I use the beginning of the new year to catch up on popular books I missed from the previous year, survey new releases for spring, and to complete my annual quest to watch all the Academy’s best picture nominations. With all of this going on, I already have several recommendations to share:
A book I recently enjoyed!
Admittedly obsessed with Jackie Kennedy, I loved this historical fiction about her life BEFORE she met JFK. She spent a whole year studying in Paris, and this experience shaped her persona. Years after the timeline of this book, JFK famously said at state visit, “I’m the man who accompanied Jacqueline Kennedy to Paris.” This is a story of her love affair with Paris.
Jacqueline in Paris: A Novel by Ann Mah
What I’m reading now
Ian McEwan wrote one of my favorite books ever, Atonement.
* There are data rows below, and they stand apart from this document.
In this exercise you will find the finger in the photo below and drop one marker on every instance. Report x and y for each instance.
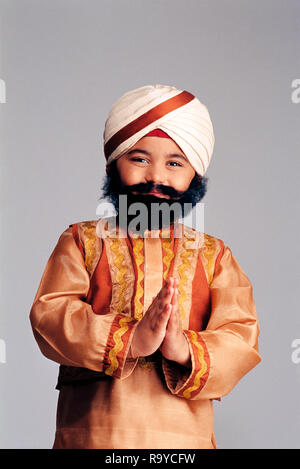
(160, 321)
(173, 321)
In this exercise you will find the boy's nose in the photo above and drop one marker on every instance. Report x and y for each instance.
(155, 176)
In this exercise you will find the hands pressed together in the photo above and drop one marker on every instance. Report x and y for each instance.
(160, 328)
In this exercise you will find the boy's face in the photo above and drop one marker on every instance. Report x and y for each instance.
(159, 160)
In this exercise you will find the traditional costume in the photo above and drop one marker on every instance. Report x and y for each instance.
(95, 290)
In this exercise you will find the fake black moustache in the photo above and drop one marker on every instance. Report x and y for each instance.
(145, 187)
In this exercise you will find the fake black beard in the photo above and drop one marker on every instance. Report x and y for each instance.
(184, 202)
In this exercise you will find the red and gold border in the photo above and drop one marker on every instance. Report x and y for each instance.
(201, 366)
(117, 343)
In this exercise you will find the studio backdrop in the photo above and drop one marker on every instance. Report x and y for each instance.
(63, 63)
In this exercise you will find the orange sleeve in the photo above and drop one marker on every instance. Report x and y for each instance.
(228, 348)
(65, 326)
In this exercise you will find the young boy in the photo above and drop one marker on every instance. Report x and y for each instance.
(148, 325)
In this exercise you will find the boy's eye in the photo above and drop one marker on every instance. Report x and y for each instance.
(137, 159)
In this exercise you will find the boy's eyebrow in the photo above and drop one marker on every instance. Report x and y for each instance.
(171, 155)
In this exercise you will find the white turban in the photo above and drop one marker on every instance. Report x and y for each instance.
(178, 113)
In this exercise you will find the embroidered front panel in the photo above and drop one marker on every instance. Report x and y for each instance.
(167, 254)
(91, 243)
(138, 252)
(119, 335)
(122, 274)
(209, 254)
(185, 263)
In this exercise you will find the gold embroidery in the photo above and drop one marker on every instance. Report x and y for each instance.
(166, 243)
(183, 269)
(139, 258)
(147, 365)
(90, 238)
(117, 336)
(209, 253)
(203, 369)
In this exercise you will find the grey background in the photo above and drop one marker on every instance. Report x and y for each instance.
(65, 63)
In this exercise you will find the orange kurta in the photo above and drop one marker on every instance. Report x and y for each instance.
(93, 292)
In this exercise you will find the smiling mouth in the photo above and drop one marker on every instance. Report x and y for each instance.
(156, 193)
The base of his newest book, Lessons, is what we would call statutory rape (it is consensual in this story) of a young boy at boarding school by his female piano teacher. I’m putting this detail out there because it may not be something some people want to read about. This disturbing story is told so well, and understandably the experience follows him throughout his life. The book goes back and forth between the past and present.
In the present tense storyline, he is a single father after his wife ran away, and in the past tense storyline I am anxiously waiting to find out how the inappropriate relationship ended because it has been foreshadowed as dramatic.
The book goes into several sub-stories (pre and post WWII Germany) and focuses on how major historical events change our actions and decisions at the time and therefore the trajectories of our lives. Fascinating!
Lessons by Ian McEwan
Movies!
Each year I watch all the best picture nominations. This exposes me to so many movies I wouldn’t have watched otherwise.
At this point, I’ve watched Elvis, especially fun for me since I visited Graceland last year; All Quiet on the Western Front, based on a book I’ve read multiple times; Top Gun Maverick, which was a great theater experience, and finally the one I want to bring your attention to today because I am still obsessing over it:
Triangle of Sadness
This is a dramedy (comedy, drama, also with social commentary) in three parts about two fashion models and several rich people on a luxury cruise who then end up shipwrecked on an island. It is bizarre and amazing. Social classes, gender roles, and economic systems are all explored. You will laugh, be horrified, and be provoked to thought.
You can rent it on Amazon Prime!
What I’m excited about for early 2023
Many of the books I have on my list for early 2023 don’t release until March or April so I’ll hold off on posting those because you can’t buy them yet anyway. But here is one I’m excited about for February:
I Have Some Questions for You by Rebecca Makkai
This is by an author I’ve loved before; many of my friends also loved her acclaimed book The Great Believers (read my previous post here).
This new book releases Feb. 21 and is a mystery, thriller.
A woman returns to her former boarding school as a teacher, but she is still reckoning with the murder that happened there her senior year. She begins to realize she may have some relevant memories after all that could prove the wrong person was convicted.